Önceki protokolün sona ermesiyle başlayan yeni protokol görüşmelerinin Eczacının Sesi’nde yapılan haberler ve alınan bilgilere göre hararetli ve çekişmeli olduğu ve görüşmelerin uzayacağı düşünülürken karşımıza birden 2016 Protokolü’nün tıpkıbasımı nurtopu bir ikiz sözleşme çıkıverdi.

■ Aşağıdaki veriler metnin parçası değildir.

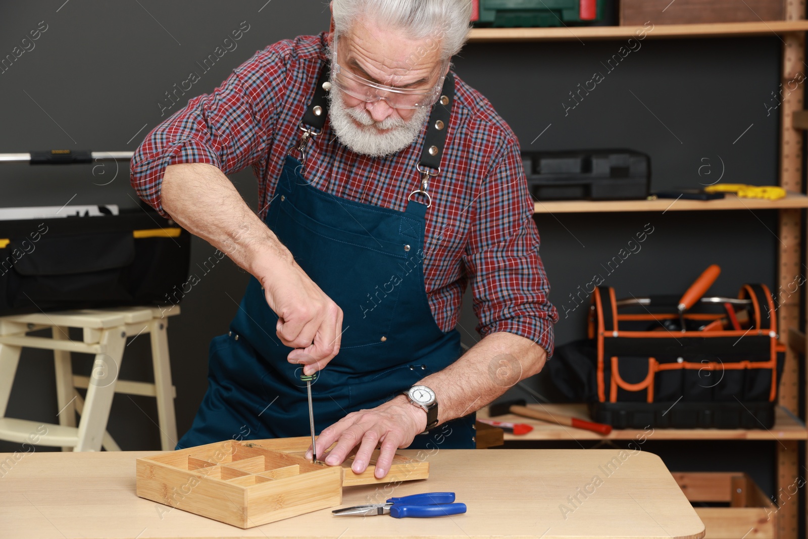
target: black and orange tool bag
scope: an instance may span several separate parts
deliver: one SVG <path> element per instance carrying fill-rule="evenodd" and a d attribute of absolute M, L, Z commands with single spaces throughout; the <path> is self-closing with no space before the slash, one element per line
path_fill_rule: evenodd
<path fill-rule="evenodd" d="M 63 150 L 0 154 L 0 161 L 94 163 L 128 162 L 131 155 Z M 91 214 L 96 215 L 90 217 L 86 210 L 68 204 L 61 209 L 0 208 L 0 316 L 173 305 L 190 291 L 187 231 L 145 204 L 120 211 L 108 206 L 95 209 Z M 23 213 L 21 210 L 40 214 L 36 218 L 14 218 L 15 213 Z M 65 215 L 71 217 L 61 217 Z"/>
<path fill-rule="evenodd" d="M 559 347 L 553 381 L 616 428 L 771 428 L 785 360 L 774 299 L 765 284 L 703 297 L 719 272 L 681 297 L 596 288 L 589 339 Z"/>

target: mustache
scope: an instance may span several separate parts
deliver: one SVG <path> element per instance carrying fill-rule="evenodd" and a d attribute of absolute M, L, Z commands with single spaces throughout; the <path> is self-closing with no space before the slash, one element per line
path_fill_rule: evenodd
<path fill-rule="evenodd" d="M 374 126 L 377 129 L 391 129 L 406 125 L 406 122 L 402 118 L 385 118 L 381 122 L 374 120 L 367 111 L 360 111 L 356 108 L 345 107 L 345 112 L 349 116 L 366 127 Z"/>

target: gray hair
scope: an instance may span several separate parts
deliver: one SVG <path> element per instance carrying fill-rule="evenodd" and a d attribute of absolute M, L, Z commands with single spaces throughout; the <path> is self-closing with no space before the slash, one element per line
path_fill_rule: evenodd
<path fill-rule="evenodd" d="M 336 36 L 343 36 L 362 17 L 373 17 L 406 32 L 411 40 L 436 38 L 448 62 L 469 34 L 471 0 L 332 0 Z"/>

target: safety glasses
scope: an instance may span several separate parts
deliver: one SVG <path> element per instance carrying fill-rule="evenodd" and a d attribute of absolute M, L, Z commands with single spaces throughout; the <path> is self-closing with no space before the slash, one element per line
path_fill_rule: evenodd
<path fill-rule="evenodd" d="M 334 57 L 337 57 L 337 40 L 334 44 Z M 334 82 L 348 95 L 365 103 L 375 103 L 384 99 L 393 108 L 423 108 L 431 107 L 440 95 L 444 86 L 441 77 L 437 83 L 429 89 L 395 88 L 368 81 L 351 73 L 335 61 L 332 65 Z"/>

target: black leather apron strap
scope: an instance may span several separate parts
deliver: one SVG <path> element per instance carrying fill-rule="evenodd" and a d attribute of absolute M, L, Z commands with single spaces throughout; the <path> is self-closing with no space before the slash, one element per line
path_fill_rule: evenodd
<path fill-rule="evenodd" d="M 454 75 L 449 72 L 444 80 L 440 98 L 432 106 L 432 112 L 429 115 L 427 137 L 423 140 L 423 148 L 421 149 L 421 160 L 419 162 L 421 166 L 440 168 L 440 159 L 444 157 L 446 132 L 449 127 L 453 102 Z"/>
<path fill-rule="evenodd" d="M 330 63 L 326 62 L 320 71 L 320 78 L 317 79 L 317 86 L 314 87 L 314 97 L 305 109 L 303 115 L 303 123 L 314 128 L 319 133 L 322 131 L 322 126 L 326 124 L 326 116 L 328 116 L 328 92 L 330 91 L 331 83 L 328 82 L 330 74 Z"/>
<path fill-rule="evenodd" d="M 320 77 L 314 88 L 314 96 L 306 107 L 303 115 L 302 123 L 314 128 L 319 133 L 326 124 L 328 116 L 328 96 L 331 85 L 328 82 L 330 74 L 330 63 L 322 65 Z M 432 105 L 432 112 L 429 115 L 429 124 L 427 128 L 427 137 L 421 149 L 420 166 L 440 169 L 440 160 L 444 154 L 444 146 L 446 145 L 446 132 L 448 130 L 449 120 L 452 116 L 452 104 L 454 102 L 454 75 L 451 72 L 446 74 L 440 97 Z"/>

Bu nedenle hiç zahmet edip, tatlı canınızı yorup okumaya filan kalkmayın, eski sözleşme neyse bu da aynı. Sözleşme içeriği; zülfiyare dokunmayan bir iki ufak tefek düzeltme ve değişiklikler dışında tasın da hamamın da hatta tellakın da aynı olduğunu gösteriyor.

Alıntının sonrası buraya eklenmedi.